In Search of the Black Confederate Unicorn

Two South Carolina legislators who sponsored a bill to erect a monument to African-American Confederate Veterans were confronted over the weekend with new evidence that the men they wish to honor never existed.

In October, state Representatives Bill Chumley (R) and Mike Burns (R) announced that they would file a bill ahead of the state’s January legislative session that would add a monument to African-American Confederate war veterans on the statehouse grounds. As this article in the Post and Courier from October 9th notes, this is despite the fact that historians consider the idea of African-American Confederate veterans a myth which grew up in the post-Civil Rights Era as emblems and symbols of the Confederacy became more universally identified with racism.

As historian Walter Edgar told The State newspaper, not only is there no evidence of any black South Carolina soldiers fighting for the Confederacy, the state specifically rejected free blacks volunteers at the outset of the war because of longstanding opposition to arming blacks, free or enslaved. As Edgar put it, “any African-American who served in a Confederate unit in South Carolina was either a slave or an unpaid laborer working against his will.”

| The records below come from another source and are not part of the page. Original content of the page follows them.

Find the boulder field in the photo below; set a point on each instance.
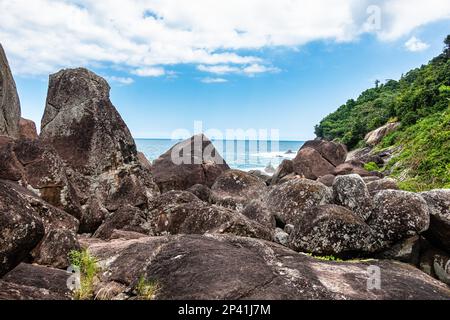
(195, 229)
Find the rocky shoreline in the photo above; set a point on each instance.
(200, 230)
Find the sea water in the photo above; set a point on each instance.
(242, 155)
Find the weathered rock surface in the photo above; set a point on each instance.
(398, 215)
(31, 282)
(310, 164)
(83, 126)
(438, 202)
(201, 191)
(290, 200)
(20, 227)
(54, 249)
(327, 180)
(197, 162)
(373, 138)
(27, 129)
(407, 251)
(350, 191)
(285, 169)
(96, 147)
(234, 189)
(231, 268)
(179, 212)
(332, 230)
(9, 100)
(383, 184)
(334, 153)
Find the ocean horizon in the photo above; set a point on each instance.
(245, 155)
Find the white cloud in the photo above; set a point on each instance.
(42, 36)
(149, 72)
(214, 80)
(120, 80)
(415, 45)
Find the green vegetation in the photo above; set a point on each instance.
(88, 271)
(147, 290)
(371, 166)
(420, 101)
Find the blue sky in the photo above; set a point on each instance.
(289, 83)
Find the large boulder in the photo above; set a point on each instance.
(83, 126)
(20, 227)
(95, 146)
(398, 215)
(310, 164)
(350, 191)
(373, 138)
(284, 169)
(226, 267)
(290, 200)
(438, 202)
(332, 230)
(382, 184)
(235, 189)
(32, 282)
(9, 100)
(27, 129)
(334, 153)
(193, 161)
(180, 212)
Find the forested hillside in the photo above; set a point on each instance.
(420, 102)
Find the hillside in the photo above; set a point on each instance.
(420, 102)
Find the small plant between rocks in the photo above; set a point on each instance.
(88, 271)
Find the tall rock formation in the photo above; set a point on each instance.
(9, 100)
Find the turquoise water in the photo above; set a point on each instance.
(242, 155)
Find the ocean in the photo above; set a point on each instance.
(242, 155)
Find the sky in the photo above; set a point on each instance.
(253, 64)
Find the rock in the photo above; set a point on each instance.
(96, 147)
(351, 192)
(10, 167)
(83, 126)
(226, 267)
(281, 237)
(201, 191)
(398, 215)
(127, 218)
(310, 164)
(373, 138)
(332, 230)
(54, 249)
(269, 169)
(285, 168)
(178, 212)
(51, 217)
(20, 227)
(144, 161)
(234, 189)
(32, 282)
(290, 200)
(407, 251)
(352, 168)
(334, 153)
(438, 202)
(9, 100)
(327, 180)
(382, 184)
(27, 129)
(257, 211)
(435, 263)
(197, 162)
(261, 175)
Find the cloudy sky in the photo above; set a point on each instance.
(232, 64)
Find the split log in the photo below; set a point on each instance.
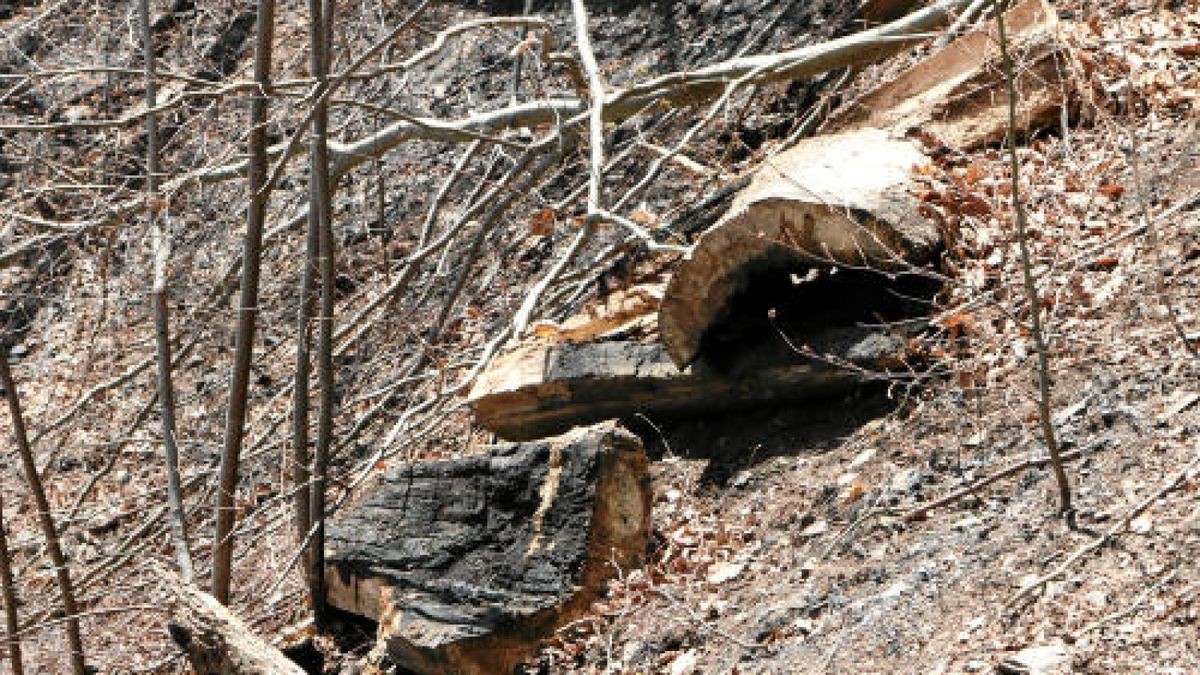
(840, 199)
(958, 95)
(216, 640)
(467, 563)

The specifics of this story challenge my ability to pry apart pure bad faith and from its second cousin, willful self-delusion.

In any case, The State reviewed state pension records to see if there was any evidence of Chumley and Burns black confederates. It didn’t pan out.

The State newspaper reviewed pension records from 1923 that show three blacks claimed armed service in South Carolina units under the Confederacy. Two pensions were confirmed as cooks or servants, and none for armed service.

The best part of the whole story is Chumley’s reaction to the State report: “We are all learning a lot. The purpose of the bill is education.”